In an effort to settle a lawsuit with investors related to mortgage-backed securities, Citigroup Inc. (C) has agreed to pay $24.9 million, according to a Reuters report. The investors claimed that Citi had presented misleading facts regarding the mortgage-backed securities, which the company sold prior to the bursting of the housing bubble.

The lawsuit was led by the Ann Arbor Employees’ Retirement System and Greater Kansas City Laborers Pension Fund, on behalf of the investors. Notably, according to the report, in 2007, the certificates were bought by investors in one of the two mortgage-backed securities trusts from Citigroup Mortgage Loan Trust, Inc.

As per the allegations put forward by the investors, in times of the subprime mortgage boom, Citi did not disclose the falling standards for mortgage underwriting and appraisal. Moreover, the default risk was also been suppressed. Therefore, when the underlying mortgage defaulted, these securities lost their value and the investors suffered.
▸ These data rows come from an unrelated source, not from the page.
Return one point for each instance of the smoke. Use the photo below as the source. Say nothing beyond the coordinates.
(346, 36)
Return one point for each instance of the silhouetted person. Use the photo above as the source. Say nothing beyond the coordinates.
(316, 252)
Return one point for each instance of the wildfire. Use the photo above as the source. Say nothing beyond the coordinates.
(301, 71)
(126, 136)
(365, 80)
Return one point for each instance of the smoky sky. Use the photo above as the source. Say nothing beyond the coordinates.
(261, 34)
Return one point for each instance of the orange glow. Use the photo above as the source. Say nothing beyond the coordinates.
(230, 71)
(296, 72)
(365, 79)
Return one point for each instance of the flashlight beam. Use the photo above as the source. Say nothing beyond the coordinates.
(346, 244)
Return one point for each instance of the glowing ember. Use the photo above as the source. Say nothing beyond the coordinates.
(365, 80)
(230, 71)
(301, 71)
Notably, according to the report which cited court documents, Citi’s settlement amount includes around $13.25 per $1,000 in initial face value of the two trusts specified in the suit and would amount to about $1.88 billion.

The Back Story

As a matter of fact, the mortgage loans were pooled together, securitized and sold to investors. They constituted a significant part of the housing bubble. So when the bubble burst, it sent the economy clambering. These securities suffered severe losses and ultimately their market dried up.

The investors incurred billions of losses on such securities and have accused the sellers on grounds of fraud for not making adequate disclosures about the risks associated with investments on such securities. This resulted in several lawsuits against the biggest Wall Street firms by investors. Moreover, the companies had to confront the wrath of the regulators and are facing several investigations as well as penalties.

Our Take

Settling these charges would fundamentally hurt Citi’s funds, but simultaneously lessen the company’s litigation overhang to some extent. However, the money could have been capitalized towards the company’s growth initiatives, had it not been subject to such litigations. On the other hand, the investors can now breathe a sigh of relief as the settlement amount can now be well utilized.
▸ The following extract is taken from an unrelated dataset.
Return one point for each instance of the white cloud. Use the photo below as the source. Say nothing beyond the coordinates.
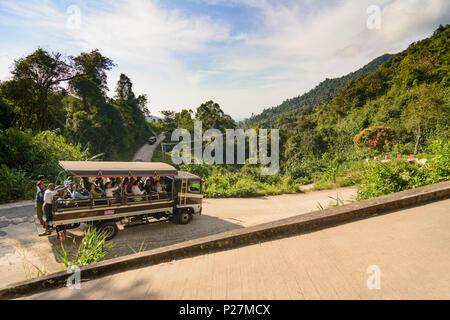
(182, 60)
However, Citi is not the only one to settle such charges. Others, like Deutsche Bank AG (DB) as well as Bank of America Corp. (BAC), struck a similar cord with investors and agreed to pay millions for settling such litigations in the past.

Citi otherwise boasts an impressive global footprint and attractive core business. A low interest rate environment, regulatory headwinds and litigation risks remain our concerns.

Citi currently retains its Zacks #3 Rank, which translates into a short-term Hold rating. Considering its fundamentals, we have a long-term Neutral recommendation on the stock.